Key recommendations of the Final Report include:
● Concentrating wholesale gas trading at two hubs – a Northern Hub at Wallumbilla in Queensland and a Southern Hub in Victoria, the key points of demand and supply on the East Coast. This will reduce market complexity and concentrate trading at key points of demand and supply on the East Coast, allowing for increased liquidity and more risk management options for gas users.
● Reducing costs and complexity by simplifying Adelaide, Sydney and Brisbane short-term trading hubs to become balancing hubs.
● Facilitating short-term pipeline capacity trading markets, including a short-term auction for unused capacity and improved capacity trading platforms. Access to pipeline capacity is a key enabler of wholesale market trading.

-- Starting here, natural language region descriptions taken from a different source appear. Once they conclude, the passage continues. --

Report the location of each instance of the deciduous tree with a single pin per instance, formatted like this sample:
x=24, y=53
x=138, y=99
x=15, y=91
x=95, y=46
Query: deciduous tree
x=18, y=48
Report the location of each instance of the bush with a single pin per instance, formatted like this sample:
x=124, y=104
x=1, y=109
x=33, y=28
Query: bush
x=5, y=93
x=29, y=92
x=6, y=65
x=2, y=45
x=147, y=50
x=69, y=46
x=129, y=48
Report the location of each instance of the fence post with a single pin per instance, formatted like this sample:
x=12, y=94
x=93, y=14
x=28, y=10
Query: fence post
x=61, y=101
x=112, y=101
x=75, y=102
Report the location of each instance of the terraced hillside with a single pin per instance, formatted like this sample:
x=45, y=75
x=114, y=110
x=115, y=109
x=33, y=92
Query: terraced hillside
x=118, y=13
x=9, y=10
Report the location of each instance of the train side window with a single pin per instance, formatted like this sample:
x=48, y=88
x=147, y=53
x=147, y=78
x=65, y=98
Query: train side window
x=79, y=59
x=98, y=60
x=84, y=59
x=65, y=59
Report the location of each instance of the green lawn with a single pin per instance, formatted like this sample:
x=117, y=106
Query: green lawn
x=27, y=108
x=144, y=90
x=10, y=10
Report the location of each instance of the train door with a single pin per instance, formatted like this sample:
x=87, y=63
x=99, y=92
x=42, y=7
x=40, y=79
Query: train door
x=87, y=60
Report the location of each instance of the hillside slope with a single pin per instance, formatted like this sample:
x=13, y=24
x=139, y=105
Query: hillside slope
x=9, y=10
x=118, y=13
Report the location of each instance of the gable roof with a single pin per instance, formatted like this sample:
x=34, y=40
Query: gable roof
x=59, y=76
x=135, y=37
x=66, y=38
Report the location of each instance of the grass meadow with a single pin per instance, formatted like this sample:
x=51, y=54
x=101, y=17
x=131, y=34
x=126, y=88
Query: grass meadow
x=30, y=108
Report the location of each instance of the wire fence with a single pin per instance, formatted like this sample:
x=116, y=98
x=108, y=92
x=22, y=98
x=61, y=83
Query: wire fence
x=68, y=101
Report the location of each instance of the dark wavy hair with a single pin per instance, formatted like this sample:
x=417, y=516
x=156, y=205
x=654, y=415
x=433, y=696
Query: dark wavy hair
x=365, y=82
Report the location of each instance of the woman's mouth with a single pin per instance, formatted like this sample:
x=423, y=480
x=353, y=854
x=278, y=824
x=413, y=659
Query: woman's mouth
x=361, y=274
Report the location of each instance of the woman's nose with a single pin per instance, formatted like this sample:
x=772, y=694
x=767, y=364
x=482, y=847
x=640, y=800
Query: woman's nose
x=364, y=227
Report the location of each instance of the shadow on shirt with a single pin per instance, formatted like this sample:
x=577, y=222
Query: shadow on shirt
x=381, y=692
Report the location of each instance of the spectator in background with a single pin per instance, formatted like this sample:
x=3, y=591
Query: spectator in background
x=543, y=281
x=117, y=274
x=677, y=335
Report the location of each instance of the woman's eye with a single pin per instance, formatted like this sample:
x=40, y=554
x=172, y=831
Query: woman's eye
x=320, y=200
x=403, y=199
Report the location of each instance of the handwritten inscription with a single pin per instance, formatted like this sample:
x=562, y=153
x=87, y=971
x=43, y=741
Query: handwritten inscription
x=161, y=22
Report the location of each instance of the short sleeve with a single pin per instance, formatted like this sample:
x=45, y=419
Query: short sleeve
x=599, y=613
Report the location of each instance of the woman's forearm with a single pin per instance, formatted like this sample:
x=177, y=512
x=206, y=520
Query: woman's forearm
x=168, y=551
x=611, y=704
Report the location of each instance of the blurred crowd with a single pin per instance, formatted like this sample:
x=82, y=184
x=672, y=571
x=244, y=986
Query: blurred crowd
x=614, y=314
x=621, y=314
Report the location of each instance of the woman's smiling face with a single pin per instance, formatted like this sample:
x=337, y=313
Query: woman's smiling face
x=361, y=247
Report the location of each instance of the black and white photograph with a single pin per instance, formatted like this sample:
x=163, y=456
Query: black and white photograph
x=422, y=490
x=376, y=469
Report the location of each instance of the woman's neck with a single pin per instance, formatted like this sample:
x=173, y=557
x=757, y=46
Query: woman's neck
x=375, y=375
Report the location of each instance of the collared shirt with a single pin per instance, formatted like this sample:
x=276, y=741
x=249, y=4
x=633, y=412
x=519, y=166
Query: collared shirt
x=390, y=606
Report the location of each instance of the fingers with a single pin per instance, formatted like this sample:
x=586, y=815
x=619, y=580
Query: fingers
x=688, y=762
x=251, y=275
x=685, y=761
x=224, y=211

● Increased amount and frequency of data reported on the Gas Bulletin Board to enable market participants to make more informed production, consumption, trading and investment decisions.
● Greater data accuracy requirements and stronger compliance framework.
In addition, the AEMC recommends the Victorian Declared Wholesale Gas Market (DWGM) transition to continuous exchange-based trading, underpinned by a market-based balancing mechanism. A key feature would be the introduction of an exchange similar to that at Wallumbilla, providing a low cost, anonymous and transparent way for participants to trade.
To support this new form of trading, the AEMC also recommends that the market carriage model is replaced with a system of firm rights for capacity allocation. This would allow network users to book firm transportation capacity rights independently at each entry and exit point to the Victorian Declared Transmission System.
Initial reforms could be introduced immediately following Council of Australian Governments (COAG) Energy Council agreement, with implementation of the complete package to occur over several phases involving changes to the National Gas Law and regulations, and new rules.
According to the AEMC, the reforms are estimated to result in an annual net benefit to the Australian economy of $500 million to $3.3 billion by 2040.